Not sure about the only one act of magic per story, but I agree that it's easy to overload the reader. That's what I did with my initial drafts of my first two manuscripts. In the story I'm writing now I'm consciously paring it way down from the start. Maybe I'm learning?

Slamdunk said...

Good point Matthew--create an all powerful force that can be tapped into whenever the writer paints herself/himself into a corner.

Stina said...

Too many issues was MY issue with my last wip. Fortunately it wasn't too painful to drag out the scissors, and the ms was much stronger for it. Hopefully I haven't made the same mistake with my current wip. :D

I love it when bloggers blog about STC. You remind me of things in the book I'd forgotten about. Which means I need to read it for the third time.

storyqueen said...

I think if the "magic" is consistent with the world you have created in the story, then it will work (mostly.)
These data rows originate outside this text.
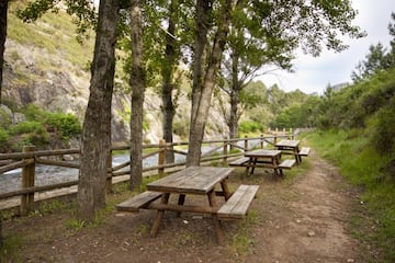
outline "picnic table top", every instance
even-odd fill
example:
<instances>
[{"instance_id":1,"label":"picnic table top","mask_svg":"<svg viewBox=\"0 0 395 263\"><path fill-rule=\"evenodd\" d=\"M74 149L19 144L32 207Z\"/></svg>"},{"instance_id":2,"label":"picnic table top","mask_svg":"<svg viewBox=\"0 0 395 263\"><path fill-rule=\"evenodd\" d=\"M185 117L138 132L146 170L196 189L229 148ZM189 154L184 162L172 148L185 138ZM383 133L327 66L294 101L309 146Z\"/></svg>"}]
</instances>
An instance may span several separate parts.
<instances>
[{"instance_id":1,"label":"picnic table top","mask_svg":"<svg viewBox=\"0 0 395 263\"><path fill-rule=\"evenodd\" d=\"M294 148L294 147L297 147L300 145L300 142L301 142L300 140L283 139L283 140L280 140L278 144L275 144L275 146Z\"/></svg>"},{"instance_id":2,"label":"picnic table top","mask_svg":"<svg viewBox=\"0 0 395 263\"><path fill-rule=\"evenodd\" d=\"M259 149L259 150L252 150L252 151L247 151L245 153L246 157L276 157L281 155L281 150L268 150L268 149Z\"/></svg>"},{"instance_id":3,"label":"picnic table top","mask_svg":"<svg viewBox=\"0 0 395 263\"><path fill-rule=\"evenodd\" d=\"M223 182L233 168L189 167L147 184L148 191L182 194L207 194Z\"/></svg>"}]
</instances>

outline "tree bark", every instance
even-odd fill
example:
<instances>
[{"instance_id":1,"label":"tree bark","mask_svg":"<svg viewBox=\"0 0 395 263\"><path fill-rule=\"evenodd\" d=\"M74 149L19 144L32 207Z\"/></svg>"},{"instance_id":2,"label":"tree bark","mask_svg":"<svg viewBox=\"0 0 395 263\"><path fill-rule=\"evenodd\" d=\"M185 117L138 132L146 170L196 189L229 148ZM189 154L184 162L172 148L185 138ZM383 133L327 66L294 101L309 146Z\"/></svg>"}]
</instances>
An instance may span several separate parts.
<instances>
[{"instance_id":1,"label":"tree bark","mask_svg":"<svg viewBox=\"0 0 395 263\"><path fill-rule=\"evenodd\" d=\"M173 118L176 113L176 107L172 101L172 92L174 90L174 64L176 64L176 39L173 38L176 33L176 15L178 1L171 0L169 7L169 25L168 32L166 34L166 49L165 49L165 64L162 65L162 130L163 139L166 142L173 141ZM166 162L174 162L174 152L166 152Z\"/></svg>"},{"instance_id":2,"label":"tree bark","mask_svg":"<svg viewBox=\"0 0 395 263\"><path fill-rule=\"evenodd\" d=\"M232 54L232 90L230 90L230 114L228 121L229 138L238 138L238 105L240 103L241 83L238 79L239 56L236 50Z\"/></svg>"},{"instance_id":3,"label":"tree bark","mask_svg":"<svg viewBox=\"0 0 395 263\"><path fill-rule=\"evenodd\" d=\"M4 50L5 50L5 38L7 38L8 4L9 4L9 0L0 1L0 104L2 102L1 91L2 91L2 72L4 66Z\"/></svg>"},{"instance_id":4,"label":"tree bark","mask_svg":"<svg viewBox=\"0 0 395 263\"><path fill-rule=\"evenodd\" d=\"M198 5L199 5L198 1ZM190 141L187 156L187 165L199 165L201 158L201 147L204 136L204 128L208 117L212 93L215 87L216 72L219 69L222 54L225 48L227 34L229 31L230 12L233 1L226 0L218 18L218 27L214 37L213 48L208 57L207 68L205 70L202 89L193 92L192 116L190 128ZM196 28L198 34L201 28ZM198 43L196 43L198 45ZM195 87L193 87L195 88ZM200 92L199 92L200 91Z\"/></svg>"},{"instance_id":5,"label":"tree bark","mask_svg":"<svg viewBox=\"0 0 395 263\"><path fill-rule=\"evenodd\" d=\"M195 47L193 55L193 83L192 83L192 108L190 122L190 145L188 148L187 165L199 165L201 156L201 145L203 137L196 137L199 130L195 128L196 115L199 103L203 92L203 66L205 65L204 50L207 45L207 32L210 28L210 16L212 4L208 0L198 0L196 2L196 16L195 16ZM193 139L192 139L193 138ZM191 144L191 142L194 144Z\"/></svg>"},{"instance_id":6,"label":"tree bark","mask_svg":"<svg viewBox=\"0 0 395 263\"><path fill-rule=\"evenodd\" d=\"M95 209L105 206L119 4L119 0L101 0L99 7L90 95L82 128L77 195L78 217L83 221L91 221Z\"/></svg>"},{"instance_id":7,"label":"tree bark","mask_svg":"<svg viewBox=\"0 0 395 263\"><path fill-rule=\"evenodd\" d=\"M132 116L131 116L131 188L140 190L143 181L143 119L145 69L143 57L143 25L139 0L132 0Z\"/></svg>"}]
</instances>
that picture is the best. Wish he would have been Dumbledore, too!


Maddy said...

Great post!! Another example where too much "magic" didn't work "American Horror Story". Loved the show in the beginning, but they threw so much in there, it was hard to keep track. It started getting so ridiculous torwards the end (even for a show about a haunted house) that I doubt I'll tune in next season.

P.S. The T-Shirt in the picture - so cool!

Christine Danek said...

I think you know I'm guilty of this. I make things very complicated. Sometimes it is hard for me to simplify. I guess I want it all.
BTW-I loved those movies too. To me it worked fine. But then what do I know.

Christina Lee said...

Story Queen: YESSSS!

Dianne K. Salerni said...

Well, I do see his point, but there are a lot of exceptions!
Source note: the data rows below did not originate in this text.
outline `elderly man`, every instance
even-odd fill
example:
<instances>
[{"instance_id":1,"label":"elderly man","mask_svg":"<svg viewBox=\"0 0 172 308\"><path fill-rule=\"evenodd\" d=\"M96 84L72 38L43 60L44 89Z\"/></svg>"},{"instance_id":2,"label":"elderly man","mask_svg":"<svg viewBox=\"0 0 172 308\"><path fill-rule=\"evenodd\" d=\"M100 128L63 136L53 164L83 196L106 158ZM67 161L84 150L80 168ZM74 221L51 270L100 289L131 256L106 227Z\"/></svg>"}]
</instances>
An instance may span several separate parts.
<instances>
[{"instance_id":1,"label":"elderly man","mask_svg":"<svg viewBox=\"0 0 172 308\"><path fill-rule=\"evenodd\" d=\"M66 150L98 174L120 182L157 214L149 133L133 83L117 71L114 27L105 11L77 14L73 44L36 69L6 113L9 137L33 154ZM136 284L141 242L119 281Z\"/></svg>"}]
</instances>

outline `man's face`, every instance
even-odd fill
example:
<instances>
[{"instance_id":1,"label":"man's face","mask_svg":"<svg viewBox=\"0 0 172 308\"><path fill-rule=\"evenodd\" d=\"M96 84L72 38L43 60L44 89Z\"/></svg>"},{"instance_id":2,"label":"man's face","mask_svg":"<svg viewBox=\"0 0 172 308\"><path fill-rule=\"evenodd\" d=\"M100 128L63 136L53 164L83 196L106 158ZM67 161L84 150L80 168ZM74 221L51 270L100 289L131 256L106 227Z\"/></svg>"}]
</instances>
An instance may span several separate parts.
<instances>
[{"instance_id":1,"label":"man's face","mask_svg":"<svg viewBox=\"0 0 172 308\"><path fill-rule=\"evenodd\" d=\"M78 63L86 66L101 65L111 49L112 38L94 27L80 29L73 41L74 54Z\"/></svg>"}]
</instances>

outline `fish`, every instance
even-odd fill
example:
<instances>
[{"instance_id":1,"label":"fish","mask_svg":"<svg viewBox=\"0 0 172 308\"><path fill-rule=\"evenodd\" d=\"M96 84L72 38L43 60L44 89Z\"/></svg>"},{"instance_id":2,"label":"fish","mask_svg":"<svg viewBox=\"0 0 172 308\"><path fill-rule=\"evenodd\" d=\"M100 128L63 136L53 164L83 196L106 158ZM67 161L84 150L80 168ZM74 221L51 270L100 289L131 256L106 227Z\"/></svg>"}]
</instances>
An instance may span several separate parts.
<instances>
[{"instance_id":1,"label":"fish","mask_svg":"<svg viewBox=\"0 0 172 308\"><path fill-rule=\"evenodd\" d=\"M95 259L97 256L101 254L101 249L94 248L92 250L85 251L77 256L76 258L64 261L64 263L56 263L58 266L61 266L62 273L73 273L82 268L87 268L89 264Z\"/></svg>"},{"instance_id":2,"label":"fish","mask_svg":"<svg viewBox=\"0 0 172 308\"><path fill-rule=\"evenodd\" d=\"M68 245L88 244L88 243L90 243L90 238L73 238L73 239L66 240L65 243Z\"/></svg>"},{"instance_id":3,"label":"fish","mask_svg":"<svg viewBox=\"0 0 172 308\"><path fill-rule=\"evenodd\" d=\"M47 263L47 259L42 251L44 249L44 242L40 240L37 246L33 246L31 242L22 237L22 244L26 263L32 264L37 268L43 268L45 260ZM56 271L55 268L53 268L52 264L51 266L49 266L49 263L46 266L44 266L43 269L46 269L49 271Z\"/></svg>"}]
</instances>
And how can you have a SuperHero movie without a SuperVillain? Honestly, it would be a pretty unfair fight if you had only one of them!

Christina Lee said...

Dianne, I KNOW it—unless he means that the villain just shows up and you don’t delve into how he came to be, creating a second sympathetic story line? IDK, just a guess!

Meredith said...

It definitely depends on the story. I'm willing to forgive just about anything if the story is engaging. But cutting is one of my most important editing tools--if it doesn't move the story forward, it's gone!

Andrea Mack said...

I always end up throwing too much stuff into my stories. I'm working on trying to stick with my outline.

But I do think it depends on the story and how the possibly unbelievable thing is presented.

Elana Johnson said...

Yes! I remember reading that and going "Ohhh, that's why I didn't like Spiderman..."
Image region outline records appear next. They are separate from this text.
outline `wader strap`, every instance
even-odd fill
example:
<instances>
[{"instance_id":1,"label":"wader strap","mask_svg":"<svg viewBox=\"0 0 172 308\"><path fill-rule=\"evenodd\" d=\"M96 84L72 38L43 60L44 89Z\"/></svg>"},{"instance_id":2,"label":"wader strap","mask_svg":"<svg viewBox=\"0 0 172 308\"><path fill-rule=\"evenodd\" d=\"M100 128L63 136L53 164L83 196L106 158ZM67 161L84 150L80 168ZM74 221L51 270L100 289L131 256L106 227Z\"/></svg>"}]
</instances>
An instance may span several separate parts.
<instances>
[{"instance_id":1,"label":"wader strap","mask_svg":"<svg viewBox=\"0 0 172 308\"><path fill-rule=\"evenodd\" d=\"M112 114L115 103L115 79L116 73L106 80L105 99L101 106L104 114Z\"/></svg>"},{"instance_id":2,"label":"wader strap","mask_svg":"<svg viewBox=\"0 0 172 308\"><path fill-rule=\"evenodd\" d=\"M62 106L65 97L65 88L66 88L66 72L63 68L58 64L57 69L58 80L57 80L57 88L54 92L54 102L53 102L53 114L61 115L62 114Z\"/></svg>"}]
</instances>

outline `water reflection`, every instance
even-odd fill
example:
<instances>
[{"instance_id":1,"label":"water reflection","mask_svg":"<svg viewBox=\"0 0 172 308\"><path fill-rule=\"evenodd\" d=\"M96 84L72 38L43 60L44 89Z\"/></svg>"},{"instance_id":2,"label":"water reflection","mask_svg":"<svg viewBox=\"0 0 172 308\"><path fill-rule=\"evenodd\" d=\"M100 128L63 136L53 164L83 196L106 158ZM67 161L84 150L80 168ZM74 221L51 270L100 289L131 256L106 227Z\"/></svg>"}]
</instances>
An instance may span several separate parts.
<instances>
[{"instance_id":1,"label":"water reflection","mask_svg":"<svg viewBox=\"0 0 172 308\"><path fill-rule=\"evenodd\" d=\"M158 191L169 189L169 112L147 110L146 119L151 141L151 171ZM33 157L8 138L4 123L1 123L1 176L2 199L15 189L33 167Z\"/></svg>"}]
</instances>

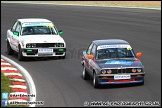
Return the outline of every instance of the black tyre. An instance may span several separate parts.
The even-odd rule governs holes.
[[[13,55],[14,54],[14,50],[11,48],[8,41],[7,41],[7,54],[8,55]]]
[[[25,59],[25,57],[22,55],[22,49],[19,46],[19,52],[18,52],[18,60],[19,61],[23,61]]]
[[[89,74],[88,74],[85,67],[83,68],[83,79],[84,80],[89,80],[90,79],[90,76],[89,76]]]
[[[98,84],[98,77],[96,76],[96,73],[94,72],[93,74],[93,87],[94,88],[98,88],[99,84]]]

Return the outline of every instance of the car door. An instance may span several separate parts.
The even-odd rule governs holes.
[[[12,49],[15,50],[15,45],[14,45],[14,39],[13,39],[13,31],[16,30],[16,26],[17,26],[18,22],[16,21],[13,26],[11,27],[11,29],[9,29],[7,31],[7,38],[10,40],[10,46]]]
[[[88,55],[91,54],[91,50],[92,50],[92,47],[93,47],[93,43],[91,43],[88,47],[88,49],[86,50],[86,54],[85,54],[85,66],[87,68],[87,70],[90,72],[90,66],[89,66],[89,61],[90,59],[88,59]]]
[[[21,35],[21,24],[18,22],[15,31],[19,32],[19,35],[13,35],[14,48],[18,51],[19,36]]]
[[[95,69],[95,55],[96,55],[96,45],[93,44],[90,54],[94,56],[94,59],[89,59],[89,70],[93,74],[93,69]]]

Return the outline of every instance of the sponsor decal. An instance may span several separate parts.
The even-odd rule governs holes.
[[[127,48],[127,50],[132,49],[130,45],[100,45],[97,47],[97,50],[107,49],[107,48]]]
[[[133,61],[131,60],[108,60],[105,64],[124,64],[131,65]]]

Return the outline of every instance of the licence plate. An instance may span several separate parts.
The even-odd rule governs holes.
[[[60,52],[63,52],[63,51],[64,51],[64,49],[59,49],[59,51],[60,51]]]
[[[52,53],[53,49],[46,49],[46,48],[41,48],[38,49],[38,53]]]
[[[114,79],[118,80],[118,79],[130,79],[131,76],[130,75],[114,75]]]

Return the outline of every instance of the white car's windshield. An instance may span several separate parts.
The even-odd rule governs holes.
[[[57,34],[54,27],[49,26],[28,26],[22,28],[22,35],[44,35],[44,34]]]
[[[132,58],[134,55],[132,48],[105,48],[97,50],[96,59]]]

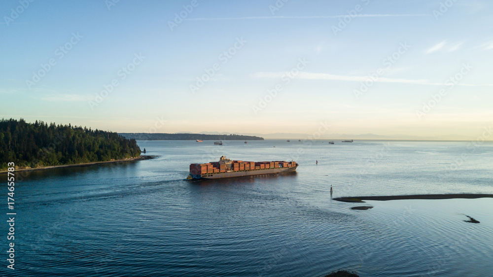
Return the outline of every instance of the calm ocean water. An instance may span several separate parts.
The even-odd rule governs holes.
[[[6,269],[1,221],[2,275],[492,276],[493,199],[368,201],[373,208],[357,211],[329,189],[333,197],[493,194],[493,144],[328,142],[138,141],[159,157],[30,173],[16,186],[15,271]],[[300,166],[182,180],[189,164],[223,155]]]

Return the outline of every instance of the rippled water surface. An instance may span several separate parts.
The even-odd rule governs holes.
[[[30,173],[15,190],[16,270],[2,272],[491,276],[493,199],[368,201],[374,208],[353,210],[361,204],[332,200],[329,190],[333,197],[493,194],[493,145],[328,142],[139,141],[159,157]],[[300,166],[277,176],[182,180],[189,164],[222,155]]]

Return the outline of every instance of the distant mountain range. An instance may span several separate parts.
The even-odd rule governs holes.
[[[207,135],[220,135],[224,134],[234,134],[233,132],[200,132],[201,134]],[[178,134],[186,134],[188,132],[180,132]],[[258,133],[241,133],[237,134],[237,135],[253,136],[256,137],[261,137],[266,139],[307,139],[309,138],[309,135],[303,133],[274,133],[270,134],[258,134]],[[353,134],[329,134],[322,135],[319,138],[325,139],[389,139],[389,140],[469,140],[472,139],[467,136],[460,135],[449,135],[442,136],[410,136],[408,135],[375,135],[374,134],[362,134],[355,135]]]

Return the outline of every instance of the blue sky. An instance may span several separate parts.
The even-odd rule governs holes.
[[[1,2],[0,117],[471,138],[493,118],[489,1],[111,1]]]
Have you read Save the Cat Strikes Back? I LOVE IT MORE THAN THE FIRST. And that's saying something.

Lourie said...

I always like to use my Superman analogy. Here he is...from another planet, with these amazing powers and there is Lex Luthor. A man from earth with money and a genius mind. And he can do horrible things with his genius mind(create an earthquake that kills Lois Lane) but come ON who can DO that!? And yet we totally buy into SuperMan! It's all about entertainment and pushing the limits of reality that make it great and fun. Plus...SuperMan and those like him need an equal.